Pointing to the increase in world poverty, former New Zealand Prime Minister Helen Clark said: “While we welcome the good intentions at the heart of the G-20 action plan, concrete measures must urgently be agreed and be implemented in full.”
The signatories pointed to the IMF estimate that emerging markets and developing countries need $2.5 trillion to overcome the crisis.
“But only a fraction of that $2.5 trillion has so far been allocated,” they wrote. “The G-20 should agree that the $2.5 trillion level of support will now be provided.”
The global VIPs called for a doubling of the money available to the World Bank for emergency economic aid, and $1 trillion in additional special drawing rights for the IMF.

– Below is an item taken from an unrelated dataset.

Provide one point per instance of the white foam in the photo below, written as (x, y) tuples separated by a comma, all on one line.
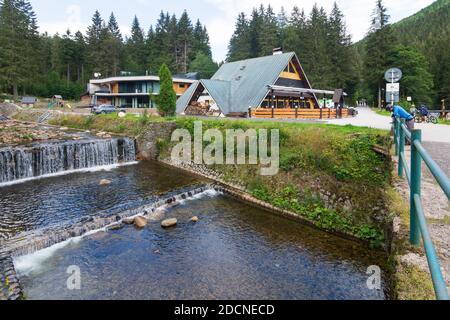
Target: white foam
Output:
[(25, 265), (63, 173), (34, 262)]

They also said debt relief for some 76 countries agreed to in April by the G-20--including 40 poor countries in sub-Saharan Africa--“needs to be scaled up radically to include relief by bilateral, multilateral and private creditors until the end of 2021,” and it needs to be done urgently.
Former British Prime Minister Gordon Brown, who chaired the G-20 summit in 2009 and helped organize the letter, said: “Without a G-20 leaders’ meeting online soon ... a vacuum in global leadership will open up just at the time when we need global action most--to avoid a second wave of COVID coming out of the poorest countries and to move the world economy from rescue operations to planning a global recovery.”
He said a G-20 summit, unlike U.S. President Donald Trump’s expanded Group of Seven summit proposed in September, would include representatives from Africa, Latin America, the Middle East and most of Asia and “could agree a global growth plan and unite a divided world.”